A idéia me pareceu, a princípio, tentadora, mas fiquei pensando em outros possíveis desdobramentos. Afinal de contas, o sono, mesmo sendo uma perda de tempo real para uns, tem lá suas atribuições, certo? Além da mais óbvia, de repousar o corpo e a mente de uma jornada inevitavelmente intensa, preparando para uma próxima igualmente empenhativa, existe a questão do sonhar. Pelo que sei, o sonho corresponde a uma parte muito pequena do nosso sono, sendo restrita ao nível 2 ou 3, quando nossas pálpebras estão se mexendo rapidamente (o popular Rapid Eyebrow Movement , que deu nome a uma banda americana bastante conhecida). Mas, e se a diminuição de sono, proposta por drogas como o modafinil, for proporcional em suas fases? A conseqüência imediata seria diminuir o tempo de sonhar, minimizando suas funções fisiológicas, lúdicas e simbólicas.
Certo, esta última conclusão pode não ser cientificamente comprovada (mesmo levando em conta a proporcionalidade na matemática ou a própria fisiologia do sono). Porém, pode servir também como metáfora para os nossos tempos. Uma metáfora, à primeira vista, contraditória em vários aspectos: enquanto alguns de nós aceitam, passiva ou ativamente, esta submissão total às rotinas de trabalho e produtividade (de modo a assumir o tempo desperto como o tempo vivido), inclusive dormindo naturalmente menos que a maioria das pessoas, outros, precisando de mais horas de sono, teriam de se ver obrigados a consumir a tal droga, “igualando” a quantidade (ou possibilidade) de atividades.
Esta perda de espontaneidade existencial pode (1) não dar conta de uma lacuna relativa entre as pessoas, já que o tempo criativo é tão subjetivo e pessoal quanto necessidades fisiológicas de mais ou menos horas de sono, como também pode (2) gerar mais um elemento de stress e tensão, fazendo com que haja uma obrigatoriedade de tornar o tempo adicional útil; ou, ainda, (3) promover uma espécie de “abstração pós-orgânica”, ou seja, uma necessidade de gerar idéias, detectar desejos e reler a realidade não mais dentro do nosso tempo biológico, mas de um tempo artificial, auto-imposto, pondo a perder o próprio conceito de “abstração”.
Mas a contradição maior parece vir na forma de contexto histórico mesmo. Se pensarmos no século XIX, quando os meios de comunicação de massa ganharam força na sociedade como expressão de uma certa ideologia do sistema capitalista cada vez mais arraigado, vemos uma forma de organização que se direcionava para a conformação de crenças e bens.
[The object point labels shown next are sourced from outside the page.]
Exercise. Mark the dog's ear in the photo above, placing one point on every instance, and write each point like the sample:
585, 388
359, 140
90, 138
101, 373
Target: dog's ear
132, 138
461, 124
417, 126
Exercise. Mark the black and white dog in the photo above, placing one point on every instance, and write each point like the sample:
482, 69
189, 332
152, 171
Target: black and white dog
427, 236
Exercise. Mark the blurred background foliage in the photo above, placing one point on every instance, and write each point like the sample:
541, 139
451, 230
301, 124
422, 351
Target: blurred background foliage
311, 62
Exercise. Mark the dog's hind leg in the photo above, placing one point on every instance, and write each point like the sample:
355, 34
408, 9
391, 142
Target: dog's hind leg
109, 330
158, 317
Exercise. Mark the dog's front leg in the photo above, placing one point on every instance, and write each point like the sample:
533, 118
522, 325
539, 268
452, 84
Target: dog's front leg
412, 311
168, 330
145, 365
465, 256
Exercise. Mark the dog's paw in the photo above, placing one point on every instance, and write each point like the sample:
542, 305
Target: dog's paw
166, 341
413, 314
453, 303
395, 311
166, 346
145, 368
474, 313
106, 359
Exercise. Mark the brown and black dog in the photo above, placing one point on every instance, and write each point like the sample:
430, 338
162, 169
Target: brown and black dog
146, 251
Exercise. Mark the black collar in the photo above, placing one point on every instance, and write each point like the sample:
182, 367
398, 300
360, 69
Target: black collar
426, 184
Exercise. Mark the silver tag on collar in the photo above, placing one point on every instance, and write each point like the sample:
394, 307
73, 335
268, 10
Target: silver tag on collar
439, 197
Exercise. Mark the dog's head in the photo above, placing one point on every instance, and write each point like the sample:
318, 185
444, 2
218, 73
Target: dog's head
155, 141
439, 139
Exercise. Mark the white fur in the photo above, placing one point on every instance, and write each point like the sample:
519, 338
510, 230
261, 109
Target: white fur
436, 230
Ou seja, a lógica de uma “sociedade industrial” ditava o que as pessoas tinham que consumir, já que os produtos e as idéias eram concebidos em série, numa linha de montagem que vai do sentido literal ao metafórico.
Um século e meio depois, vemos os meios de massa se tornando “novos meios”, expressão de um outro tipo de organização social: os meios não são mais padronizados para uma “massa” – fatores como interatividade, automação e maleabilidade fazem com que o consumo seja configurado em termos personalizados, aproximando-se da utopia da sociedade de indivíduos únicos. Neste contexto “pós-industrial”, é a customização dos bens e idéias que impera, uma multiplicidade de escolha de consumo oferecida pelas novas tecnologias.
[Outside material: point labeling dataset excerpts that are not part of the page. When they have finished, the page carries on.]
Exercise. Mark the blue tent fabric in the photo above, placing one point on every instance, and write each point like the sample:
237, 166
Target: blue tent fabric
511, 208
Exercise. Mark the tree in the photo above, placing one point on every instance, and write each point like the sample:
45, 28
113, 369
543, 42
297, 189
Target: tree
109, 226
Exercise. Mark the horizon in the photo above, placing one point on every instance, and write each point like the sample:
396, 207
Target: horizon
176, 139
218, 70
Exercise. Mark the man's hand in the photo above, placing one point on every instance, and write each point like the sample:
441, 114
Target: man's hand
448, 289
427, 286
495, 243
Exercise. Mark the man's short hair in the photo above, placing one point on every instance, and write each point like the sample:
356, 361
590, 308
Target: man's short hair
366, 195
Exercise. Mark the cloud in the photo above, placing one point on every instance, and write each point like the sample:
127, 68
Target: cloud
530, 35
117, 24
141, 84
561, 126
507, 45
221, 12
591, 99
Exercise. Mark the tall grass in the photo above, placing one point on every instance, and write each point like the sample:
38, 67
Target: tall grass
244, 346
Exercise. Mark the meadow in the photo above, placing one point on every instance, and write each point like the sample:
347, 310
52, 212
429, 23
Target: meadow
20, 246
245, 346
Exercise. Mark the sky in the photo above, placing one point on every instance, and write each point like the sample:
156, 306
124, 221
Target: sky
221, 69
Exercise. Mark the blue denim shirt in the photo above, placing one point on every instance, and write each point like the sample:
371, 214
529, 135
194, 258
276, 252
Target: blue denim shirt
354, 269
Ligando com a questão da droga do sono, ou seja, mais uma ferramenta técnica manipulando a rotina humana, surge o paradoxo: estaríamos usando nosso tempo útil adicional como forma de igualar comportamentos e conseqüentes produtividades (lógica industrial) ou para dar conta de uma necessidade nossa enquanto indivíduos (lógica pós-industrial)? Não tenho a resposta imediata, mas me parece que, de um jeito ou de outro, estaríamos sujeitos a um sistema que nos cobra eterna produtividade e submissão.
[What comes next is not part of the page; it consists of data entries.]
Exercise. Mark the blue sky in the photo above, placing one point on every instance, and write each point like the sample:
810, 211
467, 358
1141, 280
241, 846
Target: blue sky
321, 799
Nossa, parece que eu me tornei apocalíptico, de repente. Vou tentar aliviar, preservando minha personalidade e individualidade e não tomando o tal remédio, continuando com minhas 4 ou 5 horas naturais de sono, e mantendo meus hábitos workahólicos, já que eles são parte de mim mesmo.
E prometo continuar sonhando...
Li outro dia no blog do Silvio Meira uma nota sobre o modafinil, uma droga que faz com que o tempo de 4 a 5 horas de sono tenham uma equivalência ao descanso de 8 a 10 horas, desenvolvido para pessoas que precisam ter atenção desperta pronlongada, como soldados, programadores de software ou workaholic insones obsessivos como este que vos fala. Interessante que a própria existência de drogas como essa parte de uma concepção em que ‘dormir’ não está contido no conceito de ‘viver’ – para muita gente, de fato, é perda de tempo (falo por mim também).
A idéia me pareceu, a princípio, tentadora, mas fiquei pensando em outros possíveis desdobramentos. Afinal de contas, o sono, mesmo sendo uma perda de tempo real para uns, tem lá suas atribuições, certo? Além da mais óbvia, de repousar o corpo e a mente de uma jornada inevitavelmente intensa, preparando para uma próxima igualmente empenhativa, existe a questão do sonhar. Pelo que sei, o sonho corresponde a uma parte muito pequena do nosso sono, sendo restrita ao nível 2 ou 3, quando nossas pálpebras estão se mexendo rapidamente (o popular Rapid Eyebrow Movement , que deu nome a uma banda americana bastante conhecida). Mas, e se a diminuição de sono, proposta por drogas como o modafinil, for proporcional em suas fases? A conseqüência imediata seria diminuir o tempo de sonhar, minimizando suas funções fisiológicas, lúdicas e simbólicas.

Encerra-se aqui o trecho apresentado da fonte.